Timm Models as AutoModel

#1
by mikehemberger - opened

Hi there,
Love your work 👍🏻
Are there any plans to integrate timm more into the hf framework and from_pretrained()?
I’m especially interested in those fine tuned models on the iNaturalist dataset.
All the best,
Mike

PyTorch Image Models org

@mikehemberger I'd say 'transformers framework' as timm and any other library that integrates with the hub is integrated with the broader HF ecosystem but in their own ways. There are timm equivalents for from_pretrained(), etc but understand many users would prefer a consistent interface.

This has been discussed in the past, it would be possible to wrap timm models. Probably 90% coverage of functionality with transformers only wrapper and timm as is, and I could prioritize adding some functionality on the timm side to close the gap and make timm wrapped models in transformers almost indistinguishable from native transformers vision models. However, this was shot down in the past so it'd be a matter of convincing transformers maintainers. @lysandre @ArthurZ

Thank you for clarifying this @rwightman .
Indeed, I do appreciate the interface similarities and will continue to build with those.
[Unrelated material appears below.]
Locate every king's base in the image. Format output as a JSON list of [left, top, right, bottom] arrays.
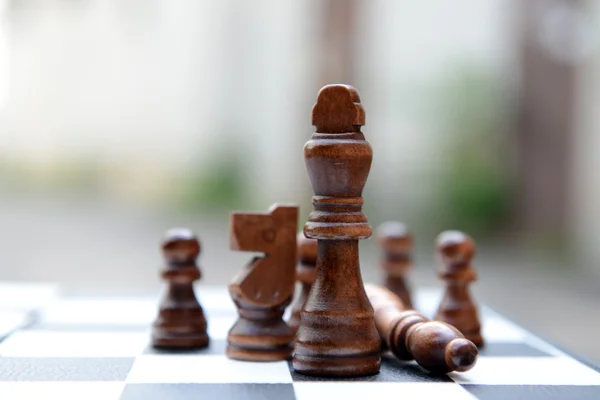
[[293, 354, 381, 377], [226, 343, 292, 361], [152, 329, 210, 349]]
Code turns out to be nagging me somehow, using hf-datasets, PyTorch for dataloading (ok, off-topic) and timm for feature/embedding extraction besides the AutoModel option.
While I expected that this is not a priority I’m a bit puzzled about the lack of a long-term „solution“ in the making.
Maybe @ArthurZ or @lysandre can share their thoughts or link to some previous discussion?
All the best,
M

Replacing the colon („:“) in the string here would move in the right direction :) :
IMG_4979.jpeg

PyTorch Image Models org
edited Dec 5, 2023

If it's a help, I could plan to add functionality timm side to make it a bit more transformers like...

  1. make a timm.AutoModel / AutoModelForImageClassification that'd wrap timm create_model and append the hf_hub: scheme (it's modeled after URI ) so it'd make timm.AutoModel.from_pretrained('timm/eva02...') possible. The builtin model configs in timm are code based, not hub based, so for bwd compat the hf_hub: scheme was added to specify to source from hub. Aside from AutoModel, another method could also be added to assume hub based, like timm.from_pretrained()
  2. make a AutoImageProcessor that wraps the appropriate transforms
  3. make a Pipeline equivalent for feat extraction and image classification

I feel doing it transformers side so that timm is wrapped makes for a more seemless experience though. The above would also not address any of the model API differences which I feel are more significant, like output_hidden_states, etc. That would require wrapping the model and the mentioned adding support in timm.

Thanks for giving me a better idea of the actual complexity of such a task.
I think point 1 is a bit too advanced for me. But I like idea number 2 and can see how this would smooth over some of the edges mentioned. Point 3 sounds great, too!

I didnt think about the output_hidden_states yet. You’re right there, too. Would it help if I bring this up on timm/transformers github? Maybe constrain the request towards the transformers architectures? Let me know @rwightman

PyTorch Image Models org

2 would build on 1, 3 on both, etc. I think for now I could make a timm.from_pretrained() that mirrors AutoModel.from_pretrained() in behaviour. It's still fitting the timm design but making it a bit more 'Hub first' for those who don't care about builtin/offline configs (pretrained=False)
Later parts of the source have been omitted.